Von Fraunhofer Austria geleitetes Forschungsprojekt weist den Weg zu schneller und effizienter Einschulung von neuen Mitarbeitenden 

Für Unternehmen wird es immer schwieriger, ausreichend Mitarbeitende mit entsprechender Qualifizierung zu finden. Auch ÖBB und Wiener Linien sehen sich der Herausforderung des Fachkräftemangels gegenüber und investieren bereits viel Zeit in die Ausbildung neuer Mitarbeitender. Darüber hinaus steht diesen beiden Unternehmen eine Pensionierungswelle bevor, wodurch wertvolles ExpertenInnenwissen verloren gehen könnte, wenn es nicht rechtzeitig abgesichert wird. Der öffentliche Verkehr ist allerdings ein wichtiger Faktor bei der Bekämpfung des Klimawandels und für ein hochqualitatives öffentliches Verkehrsnetz mit kurzen Intervallen ist eine ausreichend große Zahl von Mitarbeitenden unerlässlich. Das von der Arbeiterkammer geförderte und von Fraunhofer Austria geleitete Forschungsprojekt „MAXimizeMe“, das in Kooperation mit der TU Wien, den Wiener Linien und den ÖBB durchgeführt wurde, sollte nun zeigen, wie ein höchst diverses Kontingent an Mitarbeitenden am besten und effizientesten an Tätigkeiten in der Instandhaltung von Zügen angelernt werden kann. Ein auf Projektion basiertes Assistenzsystem erwies sich für die konkrete Anwendung als am besten geeignet, um den Wissenstransfer aufrecht zu erhalten und dem Abgang von Wissen entgegenzusteuern. Die Projektpartner erhielten außerdem einen Leitfaden für diversitätsgerechte Arbeitssystemgestaltung.

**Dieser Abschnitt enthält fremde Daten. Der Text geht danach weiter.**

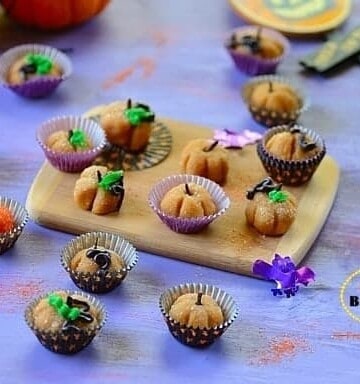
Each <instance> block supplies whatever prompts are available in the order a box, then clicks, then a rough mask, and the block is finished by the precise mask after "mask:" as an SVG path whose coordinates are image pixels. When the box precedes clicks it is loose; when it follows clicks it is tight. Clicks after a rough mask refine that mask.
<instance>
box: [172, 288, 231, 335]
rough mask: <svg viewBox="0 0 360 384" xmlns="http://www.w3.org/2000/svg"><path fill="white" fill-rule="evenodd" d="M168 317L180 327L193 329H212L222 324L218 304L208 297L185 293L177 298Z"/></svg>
mask: <svg viewBox="0 0 360 384" xmlns="http://www.w3.org/2000/svg"><path fill="white" fill-rule="evenodd" d="M169 315H170V316H171V317H172V318H173V319H174V320H175V321H178V322H179V323H180V324H181V325H186V326H188V327H193V328H200V329H204V328H213V327H217V326H219V325H221V324H222V323H223V322H224V316H223V313H222V311H221V308H220V306H219V304H218V303H217V302H216V301H215V300H214V299H213V298H212V297H211V296H208V295H204V294H202V293H201V292H199V293H186V294H184V295H181V296H180V297H178V298H177V299H176V300H175V302H174V303H173V305H172V306H171V308H170V312H169Z"/></svg>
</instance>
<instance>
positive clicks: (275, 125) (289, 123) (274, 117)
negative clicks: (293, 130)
mask: <svg viewBox="0 0 360 384" xmlns="http://www.w3.org/2000/svg"><path fill="white" fill-rule="evenodd" d="M264 82H274V83H275V82H276V83H282V84H285V85H288V86H289V87H291V88H292V89H293V90H294V91H295V92H296V94H297V95H298V98H299V100H300V108H299V109H297V110H295V111H293V112H291V113H279V112H276V111H271V110H268V109H265V108H256V107H254V106H252V105H251V103H250V98H251V94H252V92H253V90H254V88H255V87H256V86H257V85H258V84H261V83H264ZM241 94H242V99H243V101H244V103H245V104H246V105H247V107H248V109H249V111H250V113H251V115H252V117H253V118H254V120H255V121H257V122H258V123H259V124H261V125H263V126H265V127H268V128H270V127H274V126H278V125H283V124H292V123H294V122H296V121H297V119H298V118H299V116H300V115H301V114H302V113H303V112H304V111H306V110H307V109H308V108H309V106H310V100H309V99H308V97H306V96H305V94H304V93H303V92H302V90H301V89H300V88H299V87H298V86H296V85H295V84H293V83H292V82H291V81H290V80H288V79H286V78H285V77H282V76H277V75H265V76H257V77H255V78H254V79H251V80H250V81H249V82H247V83H246V84H245V86H244V87H243V89H242V93H241Z"/></svg>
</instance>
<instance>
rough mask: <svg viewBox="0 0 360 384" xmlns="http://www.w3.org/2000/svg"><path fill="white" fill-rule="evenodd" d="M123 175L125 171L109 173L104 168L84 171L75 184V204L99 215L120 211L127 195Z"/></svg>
mask: <svg viewBox="0 0 360 384" xmlns="http://www.w3.org/2000/svg"><path fill="white" fill-rule="evenodd" d="M123 175H124V173H123V171H108V169H107V167H104V166H96V165H93V166H90V167H88V168H86V169H84V170H83V172H82V173H81V174H80V178H79V179H78V180H77V181H76V184H75V189H74V200H75V203H76V204H77V205H78V206H79V207H80V208H82V209H84V210H87V211H91V212H92V213H95V214H97V215H106V214H108V213H111V212H115V211H118V210H119V209H120V207H121V204H122V202H123V198H124V194H125V189H124V185H123Z"/></svg>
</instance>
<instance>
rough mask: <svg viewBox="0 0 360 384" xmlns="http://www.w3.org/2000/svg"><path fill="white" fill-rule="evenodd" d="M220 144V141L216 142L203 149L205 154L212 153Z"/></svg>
mask: <svg viewBox="0 0 360 384" xmlns="http://www.w3.org/2000/svg"><path fill="white" fill-rule="evenodd" d="M218 144H219V141H218V140H215V141H214V142H213V143H211V144H210V145H209V146H208V147H205V148H204V149H203V151H204V152H211V151H212V150H213V149H214V148H215V147H216V146H217V145H218Z"/></svg>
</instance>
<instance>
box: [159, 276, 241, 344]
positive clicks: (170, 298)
mask: <svg viewBox="0 0 360 384" xmlns="http://www.w3.org/2000/svg"><path fill="white" fill-rule="evenodd" d="M199 292H202V293H203V294H206V295H209V296H211V297H212V298H213V299H214V300H215V301H216V302H217V303H218V304H219V306H220V308H221V310H222V313H223V316H224V320H225V321H224V323H223V324H220V325H219V326H217V327H213V328H204V329H200V328H193V327H188V326H186V325H181V324H180V323H179V322H178V321H176V320H174V319H173V318H172V317H171V316H170V315H169V312H170V308H171V306H172V304H173V303H174V301H175V300H176V299H177V298H178V297H179V296H181V295H184V294H186V293H199ZM159 306H160V310H161V313H162V314H163V316H164V320H165V322H166V324H167V326H168V328H169V331H170V333H171V334H172V335H173V336H174V337H175V339H177V340H178V341H180V342H181V343H183V344H185V345H189V346H191V347H200V348H201V347H207V346H208V345H210V344H212V343H213V342H214V341H215V340H216V339H217V338H218V337H220V336H221V335H222V334H223V333H224V332H225V331H226V330H227V329H228V328H229V326H230V325H231V324H232V323H233V321H234V320H235V319H236V318H237V316H238V314H239V310H238V308H237V307H236V303H235V301H234V299H233V298H232V297H231V296H230V295H229V294H228V293H226V292H224V291H222V290H221V289H219V288H217V287H214V286H213V285H208V284H201V283H187V284H181V285H178V286H176V287H173V288H170V289H168V290H167V291H165V292H164V293H163V294H162V295H161V296H160V300H159Z"/></svg>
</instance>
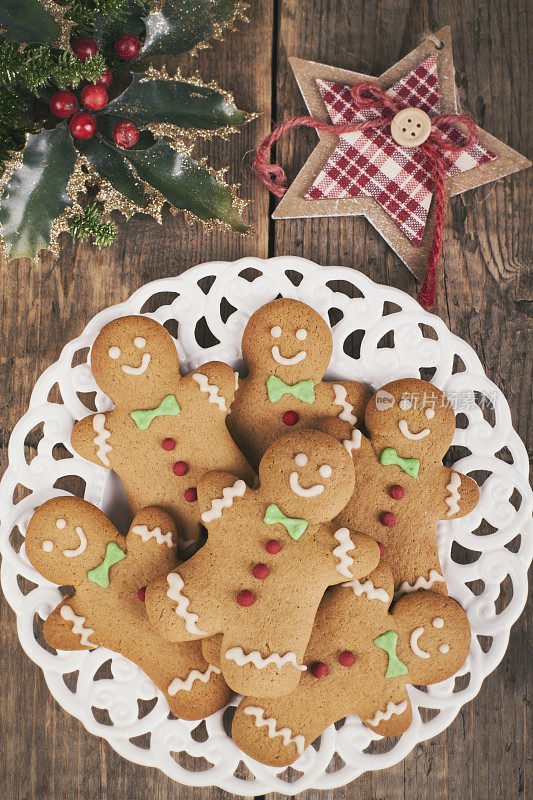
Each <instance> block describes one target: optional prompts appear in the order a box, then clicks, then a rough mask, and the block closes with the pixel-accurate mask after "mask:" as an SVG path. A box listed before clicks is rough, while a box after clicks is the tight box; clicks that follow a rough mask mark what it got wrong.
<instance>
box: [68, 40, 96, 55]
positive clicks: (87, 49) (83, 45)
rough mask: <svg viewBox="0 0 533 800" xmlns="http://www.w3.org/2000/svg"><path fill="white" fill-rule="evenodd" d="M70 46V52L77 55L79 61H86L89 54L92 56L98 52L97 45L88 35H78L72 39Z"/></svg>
mask: <svg viewBox="0 0 533 800" xmlns="http://www.w3.org/2000/svg"><path fill="white" fill-rule="evenodd" d="M70 46H71V47H72V52H73V53H75V54H76V55H77V56H78V58H79V59H80V61H86V60H87V59H88V58H89V57H90V56H94V55H96V53H97V52H98V45H97V44H96V42H95V41H94V39H89V37H88V36H80V38H79V39H74V41H73V42H71V44H70Z"/></svg>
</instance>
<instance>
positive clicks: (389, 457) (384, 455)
mask: <svg viewBox="0 0 533 800" xmlns="http://www.w3.org/2000/svg"><path fill="white" fill-rule="evenodd" d="M380 462H381V464H382V465H383V466H384V467H390V465H391V464H395V465H396V466H397V467H400V469H403V471H404V472H405V473H406V474H407V475H410V476H411V478H418V470H419V469H420V461H419V460H418V458H402V457H401V456H399V455H398V454H397V453H396V450H395V449H394V448H393V447H386V448H385V450H384V451H383V452H382V454H381V459H380Z"/></svg>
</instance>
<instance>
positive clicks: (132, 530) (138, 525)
mask: <svg viewBox="0 0 533 800" xmlns="http://www.w3.org/2000/svg"><path fill="white" fill-rule="evenodd" d="M131 532H132V533H136V534H137V535H138V536H140V537H141V539H142V540H143V542H147V541H148V540H149V539H155V540H156V542H157V544H167V545H168V547H173V545H174V542H173V540H172V531H169V532H168V533H161V528H153V529H152V530H150V529H149V528H148V525H135V526H134V527H133V528H132V529H131Z"/></svg>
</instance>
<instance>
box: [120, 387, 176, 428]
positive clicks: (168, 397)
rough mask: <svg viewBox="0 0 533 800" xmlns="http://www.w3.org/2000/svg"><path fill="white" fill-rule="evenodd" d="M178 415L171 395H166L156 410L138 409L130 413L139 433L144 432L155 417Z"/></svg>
mask: <svg viewBox="0 0 533 800" xmlns="http://www.w3.org/2000/svg"><path fill="white" fill-rule="evenodd" d="M179 413H180V407H179V405H178V401H177V400H176V398H175V397H174V395H173V394H167V396H166V397H164V398H163V400H161V402H160V403H159V405H158V406H157V408H147V409H146V410H143V409H139V411H132V412H131V418H132V420H133V421H134V423H135V424H136V425H137V427H138V428H139V430H140V431H145V430H146V429H147V428H148V427H149V426H150V423H151V421H152V420H153V419H155V418H156V417H165V416H169V417H175V416H176V415H177V414H179Z"/></svg>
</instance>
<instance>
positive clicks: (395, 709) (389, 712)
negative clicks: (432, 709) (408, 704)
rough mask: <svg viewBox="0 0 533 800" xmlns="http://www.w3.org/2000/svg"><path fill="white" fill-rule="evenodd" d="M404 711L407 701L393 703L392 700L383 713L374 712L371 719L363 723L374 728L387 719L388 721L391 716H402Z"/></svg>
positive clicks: (386, 719)
mask: <svg viewBox="0 0 533 800" xmlns="http://www.w3.org/2000/svg"><path fill="white" fill-rule="evenodd" d="M406 709H407V700H402V702H401V703H393V702H392V700H389V702H388V703H387V708H386V709H385V711H376V713H375V715H374V716H373V717H372V719H367V720H365V722H366V723H367V725H373V726H374V727H376V726H377V725H379V723H380V722H386V721H387V720H388V719H390V718H391V717H392V715H393V714H403V712H404V711H405V710H406Z"/></svg>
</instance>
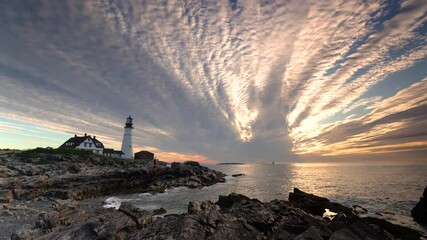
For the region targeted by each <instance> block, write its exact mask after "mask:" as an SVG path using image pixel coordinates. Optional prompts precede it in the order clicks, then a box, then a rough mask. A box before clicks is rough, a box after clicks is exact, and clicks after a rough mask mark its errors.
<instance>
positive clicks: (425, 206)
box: [411, 187, 427, 226]
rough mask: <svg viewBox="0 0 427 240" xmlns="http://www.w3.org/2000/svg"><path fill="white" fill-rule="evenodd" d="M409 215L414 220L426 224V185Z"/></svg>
mask: <svg viewBox="0 0 427 240" xmlns="http://www.w3.org/2000/svg"><path fill="white" fill-rule="evenodd" d="M411 215H412V217H413V218H414V220H415V221H416V222H418V223H421V224H423V225H426V226H427V187H425V188H424V192H423V196H422V197H421V198H420V201H419V202H418V203H417V205H415V207H414V208H413V209H412V211H411Z"/></svg>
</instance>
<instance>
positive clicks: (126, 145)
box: [122, 115, 133, 159]
mask: <svg viewBox="0 0 427 240" xmlns="http://www.w3.org/2000/svg"><path fill="white" fill-rule="evenodd" d="M132 120H133V119H132V117H131V116H130V115H129V117H128V118H126V123H125V132H124V134H123V141H122V152H123V153H124V155H123V158H126V159H133V147H132V129H133V123H132Z"/></svg>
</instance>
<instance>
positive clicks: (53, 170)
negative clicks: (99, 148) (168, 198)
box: [0, 148, 225, 239]
mask: <svg viewBox="0 0 427 240" xmlns="http://www.w3.org/2000/svg"><path fill="white" fill-rule="evenodd" d="M224 177H225V174H223V173H221V172H219V171H215V170H211V169H209V168H207V167H204V166H201V165H199V164H198V163H197V162H191V161H189V162H185V163H172V164H170V166H167V165H166V163H162V162H160V161H156V162H154V161H140V160H123V159H114V158H108V157H104V156H100V155H95V154H93V153H91V152H88V151H83V150H72V149H43V148H38V149H33V150H28V151H10V150H8V151H5V150H3V151H0V208H1V210H0V226H1V227H0V239H6V237H5V236H4V235H7V234H9V233H11V232H12V231H14V230H16V228H18V227H20V226H21V225H23V224H24V225H25V224H27V225H28V224H30V222H34V219H35V217H36V216H37V215H38V213H39V212H46V211H51V210H52V209H53V208H52V206H56V205H57V202H58V201H60V200H74V201H82V200H84V199H86V200H85V201H83V202H84V203H93V202H92V201H91V200H90V199H93V198H96V197H100V196H107V195H111V194H120V193H134V192H164V191H165V190H166V189H167V188H172V187H178V186H187V187H189V188H199V187H203V186H210V185H212V184H215V183H218V182H224V181H225V178H224ZM83 202H82V203H83ZM94 205H96V206H98V205H100V204H98V203H94ZM9 235H10V234H9Z"/></svg>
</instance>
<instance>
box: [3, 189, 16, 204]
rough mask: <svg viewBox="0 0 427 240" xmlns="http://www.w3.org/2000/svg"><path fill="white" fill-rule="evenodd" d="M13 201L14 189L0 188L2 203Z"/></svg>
mask: <svg viewBox="0 0 427 240" xmlns="http://www.w3.org/2000/svg"><path fill="white" fill-rule="evenodd" d="M12 201H13V191H12V190H9V189H7V190H0V203H11V202H12Z"/></svg>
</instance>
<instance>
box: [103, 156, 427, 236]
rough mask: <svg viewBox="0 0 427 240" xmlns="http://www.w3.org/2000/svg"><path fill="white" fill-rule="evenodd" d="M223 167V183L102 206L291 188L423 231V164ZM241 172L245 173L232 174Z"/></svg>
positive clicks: (220, 168) (157, 202)
mask: <svg viewBox="0 0 427 240" xmlns="http://www.w3.org/2000/svg"><path fill="white" fill-rule="evenodd" d="M208 167H209V168H212V169H215V170H219V171H221V172H224V173H225V174H227V175H228V176H227V177H226V182H225V183H219V184H215V185H213V186H210V187H205V188H202V189H189V188H186V187H179V188H174V189H168V190H167V191H166V192H165V193H160V194H154V195H152V194H149V193H141V194H128V195H119V196H114V197H109V198H108V199H107V200H106V202H107V203H108V204H106V205H105V207H118V205H119V204H120V202H122V201H130V202H132V203H133V204H135V205H136V206H138V207H140V208H142V209H146V210H154V209H157V208H160V207H163V208H165V209H166V210H167V214H171V213H178V214H179V213H184V212H186V211H187V206H188V202H189V201H206V200H211V201H214V202H215V201H217V200H218V196H219V195H228V194H229V193H232V192H236V193H240V194H243V195H246V196H248V197H250V198H257V199H259V200H261V201H271V200H273V199H283V200H287V199H288V195H289V192H291V191H292V190H293V188H294V187H296V188H299V189H301V190H302V191H305V192H309V193H313V194H315V195H318V196H322V197H326V198H328V199H330V200H331V201H335V202H338V203H341V204H344V205H348V206H350V205H359V206H362V207H364V208H366V209H368V215H371V216H375V217H379V218H384V219H386V220H389V221H391V222H393V223H395V224H400V225H404V226H409V227H412V228H415V229H418V230H420V231H422V232H424V233H427V229H426V228H425V227H422V226H420V225H418V224H417V223H415V222H413V221H412V218H411V217H410V211H411V209H412V208H413V207H414V206H415V204H416V203H417V202H418V201H419V198H420V197H421V195H422V193H423V190H424V188H425V187H426V186H427V165H395V164H390V165H387V164H381V165H380V164H376V165H371V164H369V165H366V164H365V165H364V164H337V163H321V164H320V163H295V164H274V165H273V164H245V165H209V166H208ZM237 173H243V174H245V176H243V177H231V175H232V174H237Z"/></svg>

Als Auswirkung einer Pensionierungswelle werden bei den Wiener Linien und den ÖBB bereits jetzt zahlreiche neue Mitarbeitende angelernt. Dabei geht es nicht nur um Fahrerinnen und Fahrer, sondern ganz besonders auch um Mitarbeitende in der Instandhaltung, um die Sicherheit und Verfügbarkeit der Züge zu gewährleisten. Beide Unternehmen ersetzen ältere Schienenfahrzeuge sukzessive durch neue, digitalisierte Züge, sodass sich Wartungsprozesse verändern und auch bestehende Mitarbeitende neues Wissen erwerben müssen. Die neuen sowie bestehenden Mitarbeitenden bringen unterschiedlichste Ausbildungen mit und unterscheiden sich in Alter, Geschlecht, Muttersprache und körperlichen Eigenschaften. Ein Arbeitssystem, dass unter diesen Bedingungen gut funktioniert, muss flexibel an verschiedenste Bedürfnisse angepasst werden können. Forschende sprechen dann von diversitätssensibler Individualisierung.

Das Forschungskonsortium von MAXimizeMe hat sich im Rahmen des Projekts eingehend mit dieser Transformation befasst und die Arbeitsumgebung sowie die Anforderungen sorgfältig bewertet, um passende Lösungen für beide Industriepartner zu entwickeln. Das Forschungsteam nutze Methoden der Human-Computer Interaction sowie ein Spatial-Augmented-Reality-System und entwickelte eine prototypische Schulungsstation. Dabei handelt es sich um ein projektionsunterstütztes System zum Erlernen spezifischer Instandhaltungsaufgaben der einzelnen Industriepartner. Das System bietet drei Formen der Unterstützung: textbasierte Anweisungen, Demonstrationen von Arbeitsabläufen in Videos und visuelle Hilfestellungen. Eine erste Evaluierung in der Pilotfabrik der TU Wien zeigte eine effektivere Ausführung von Reparaturtätigkeiten durch Auszubildende im Vergleich zur Arbeit ohne das System, da Schritte in einem kürzeren Zeitraum öfter wiederholt werden können – so wird die Nachhaltigkeit des Wissens gefördert. Zudem ergibt sich durch die ständige Verfügbarkeit des Assistenzsystems de facto ein Betreuer-Auszubildenden-Verhältnis von 1:1.

Der im Projekt entstandene Prototyp des Schulungssystems muss für eine alltagstaugliche Umsetzung zu Wissenserhalt und -transfer in Reparatur- und Wartung allerdings noch weiterentwickelt werden. Soll das System in der Praxis zum Einsatz kommen, muss es im nächsten Schritt um weitere Anwendungsfälle, Erklärungsmaterial und verschiedene Sprachen je nach Bedarf erweitert werden. Der Grundstein für einen Wissenserhalt trotz Personalfluktuation ist mit dem Forschungsprojekt nun allerdings gelegt.

Das Projekt wurde aus Mitteln des Digitalisierungsfonds Arbeit 4.0 der AK Wien gefördert und am 19. September 2023 erfolgreich abgeschlossen.